The Case Against Moving Fast in AI
Silicon Valley’s founding mythology is “move fast and break things.” The phrase was Facebook’s internal slogan, was adopted as a general disposition by a generation of technology founders, and has become the default frame for understanding technology company behaviour even when the companies themselves have abandoned it.
The frame is wrong for AI. Here is the argument.
Why Speed Has a Different Cost Structure in AI
Moving fast in consumer software has a specific cost structure: you ship a product that is imperfect, users encounter the imperfection, you fix it, users are briefly inconvenienced. The harm is limited because the failure is usually visible (the app crashes, the feature doesn’t work) and the remedy is available (update the app).
Moving fast in AI has a different cost structure in several important ways. The failures are often not visible to users — a biased hiring algorithm makes consistently worse decisions for candidates from specific demographic groups without any individual being aware that the pattern exists. The harms accumulate before they’re detected.

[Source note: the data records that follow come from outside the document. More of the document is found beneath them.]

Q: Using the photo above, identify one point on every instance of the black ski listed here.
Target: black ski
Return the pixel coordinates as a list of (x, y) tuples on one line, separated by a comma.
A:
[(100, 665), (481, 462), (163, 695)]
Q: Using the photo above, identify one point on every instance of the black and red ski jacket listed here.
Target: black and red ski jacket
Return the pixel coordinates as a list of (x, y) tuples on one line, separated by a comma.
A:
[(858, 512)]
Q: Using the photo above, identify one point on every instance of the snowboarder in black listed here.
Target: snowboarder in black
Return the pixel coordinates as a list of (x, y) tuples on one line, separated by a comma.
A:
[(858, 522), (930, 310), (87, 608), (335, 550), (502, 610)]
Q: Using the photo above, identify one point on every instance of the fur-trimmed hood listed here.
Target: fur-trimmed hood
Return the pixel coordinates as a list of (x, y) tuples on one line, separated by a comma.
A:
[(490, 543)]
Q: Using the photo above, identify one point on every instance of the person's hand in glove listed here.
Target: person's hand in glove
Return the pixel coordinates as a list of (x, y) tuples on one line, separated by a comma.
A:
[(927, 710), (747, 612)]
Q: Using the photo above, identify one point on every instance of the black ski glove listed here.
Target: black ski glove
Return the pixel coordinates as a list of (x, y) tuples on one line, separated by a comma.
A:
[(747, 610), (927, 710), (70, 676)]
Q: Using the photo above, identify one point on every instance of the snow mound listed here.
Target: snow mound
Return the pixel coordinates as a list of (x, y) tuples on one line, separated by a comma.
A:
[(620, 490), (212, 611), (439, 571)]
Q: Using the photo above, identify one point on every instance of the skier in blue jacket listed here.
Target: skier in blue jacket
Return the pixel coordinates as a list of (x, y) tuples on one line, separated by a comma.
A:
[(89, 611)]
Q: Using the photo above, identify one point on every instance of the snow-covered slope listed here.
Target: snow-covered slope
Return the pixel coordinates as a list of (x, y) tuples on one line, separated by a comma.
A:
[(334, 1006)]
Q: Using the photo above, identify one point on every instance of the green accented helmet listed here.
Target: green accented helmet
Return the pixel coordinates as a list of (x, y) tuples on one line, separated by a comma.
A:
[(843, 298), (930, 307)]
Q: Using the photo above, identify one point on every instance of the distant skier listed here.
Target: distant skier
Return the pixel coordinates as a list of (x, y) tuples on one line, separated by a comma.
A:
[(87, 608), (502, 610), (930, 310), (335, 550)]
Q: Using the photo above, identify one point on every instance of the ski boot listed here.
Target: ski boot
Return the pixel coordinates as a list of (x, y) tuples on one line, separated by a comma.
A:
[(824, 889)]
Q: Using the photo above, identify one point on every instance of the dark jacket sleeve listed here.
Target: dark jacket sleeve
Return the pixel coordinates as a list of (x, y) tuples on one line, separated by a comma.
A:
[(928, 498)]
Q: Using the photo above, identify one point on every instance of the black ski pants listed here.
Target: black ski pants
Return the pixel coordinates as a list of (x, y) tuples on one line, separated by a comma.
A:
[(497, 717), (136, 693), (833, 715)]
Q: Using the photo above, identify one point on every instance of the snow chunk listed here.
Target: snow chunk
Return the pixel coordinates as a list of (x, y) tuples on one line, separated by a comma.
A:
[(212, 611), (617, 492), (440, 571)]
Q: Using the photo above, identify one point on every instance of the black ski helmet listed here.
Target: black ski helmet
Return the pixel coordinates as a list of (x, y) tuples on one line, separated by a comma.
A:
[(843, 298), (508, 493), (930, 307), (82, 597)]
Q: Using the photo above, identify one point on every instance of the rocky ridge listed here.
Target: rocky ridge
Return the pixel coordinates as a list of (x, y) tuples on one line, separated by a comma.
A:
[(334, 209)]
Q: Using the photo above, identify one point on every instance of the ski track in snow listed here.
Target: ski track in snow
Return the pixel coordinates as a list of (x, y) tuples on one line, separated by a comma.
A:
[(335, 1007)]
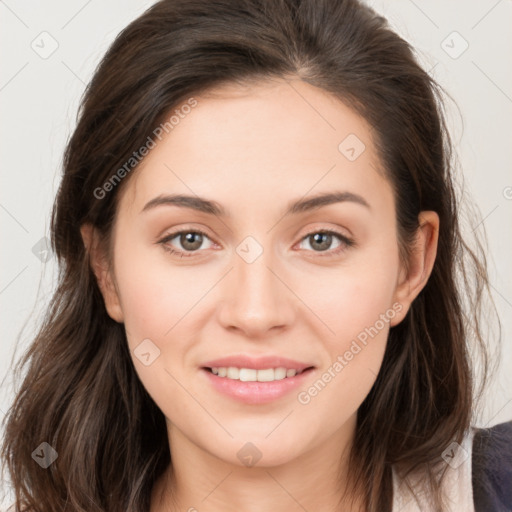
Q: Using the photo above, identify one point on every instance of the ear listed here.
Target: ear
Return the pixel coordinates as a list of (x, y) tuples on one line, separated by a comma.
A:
[(102, 271), (421, 261)]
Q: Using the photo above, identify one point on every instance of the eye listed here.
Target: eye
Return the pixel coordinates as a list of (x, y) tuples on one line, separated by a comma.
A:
[(322, 240), (190, 239)]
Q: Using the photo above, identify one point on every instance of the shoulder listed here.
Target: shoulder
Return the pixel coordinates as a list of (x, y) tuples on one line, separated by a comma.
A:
[(491, 473)]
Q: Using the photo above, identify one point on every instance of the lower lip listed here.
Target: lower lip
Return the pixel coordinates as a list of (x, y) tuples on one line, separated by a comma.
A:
[(256, 393)]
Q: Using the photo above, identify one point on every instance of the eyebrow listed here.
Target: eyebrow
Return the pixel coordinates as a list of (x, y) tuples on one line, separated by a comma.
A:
[(213, 208)]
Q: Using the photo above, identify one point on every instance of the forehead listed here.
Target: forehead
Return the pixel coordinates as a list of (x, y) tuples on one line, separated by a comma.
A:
[(274, 140)]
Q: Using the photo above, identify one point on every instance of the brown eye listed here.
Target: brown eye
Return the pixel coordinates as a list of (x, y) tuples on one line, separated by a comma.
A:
[(322, 241), (188, 242)]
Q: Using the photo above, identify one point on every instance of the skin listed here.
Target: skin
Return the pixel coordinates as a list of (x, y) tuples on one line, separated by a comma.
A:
[(253, 150)]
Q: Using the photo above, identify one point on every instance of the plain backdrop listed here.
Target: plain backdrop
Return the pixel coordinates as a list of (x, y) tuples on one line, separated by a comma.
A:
[(50, 50)]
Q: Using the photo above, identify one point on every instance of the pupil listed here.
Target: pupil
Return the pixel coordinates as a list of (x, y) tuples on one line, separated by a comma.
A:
[(327, 239), (189, 240)]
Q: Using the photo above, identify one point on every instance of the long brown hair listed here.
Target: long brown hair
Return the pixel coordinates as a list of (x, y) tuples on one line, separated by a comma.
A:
[(81, 393)]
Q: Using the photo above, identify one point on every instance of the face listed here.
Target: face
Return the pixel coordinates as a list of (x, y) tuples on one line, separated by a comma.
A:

The remedy is more expensive than a software update: it may require retraining models, auditing historical decisions, and compensating people who were harmed by decisions that cannot be identified without access to system logs that many companies don’t retain.
The case against speed is not a case against progress. It is a case for matching the pace of deployment to the pace of understanding. We do not yet understand the failure modes of current AI systems well enough to deploy them in high-stakes contexts at the speed that commercial incentives would prefer.
The Counterargument
The counterargument is that caution also has costs. Medical AI that could improve diagnosis accuracy is not being deployed because of regulatory friction. Hiring AI that could reduce human bias is not being adopted because of liability concerns about AI bias. The harms of moving too slowly are less visible than the harms of moving too fast, but they are real.
This is a genuine tension. Resolving it requires context-specific judgement about deployment environments, harm severity, and reversibility — exactly the kind of nuanced analysis that the “move fast” frame makes difficult to conduct.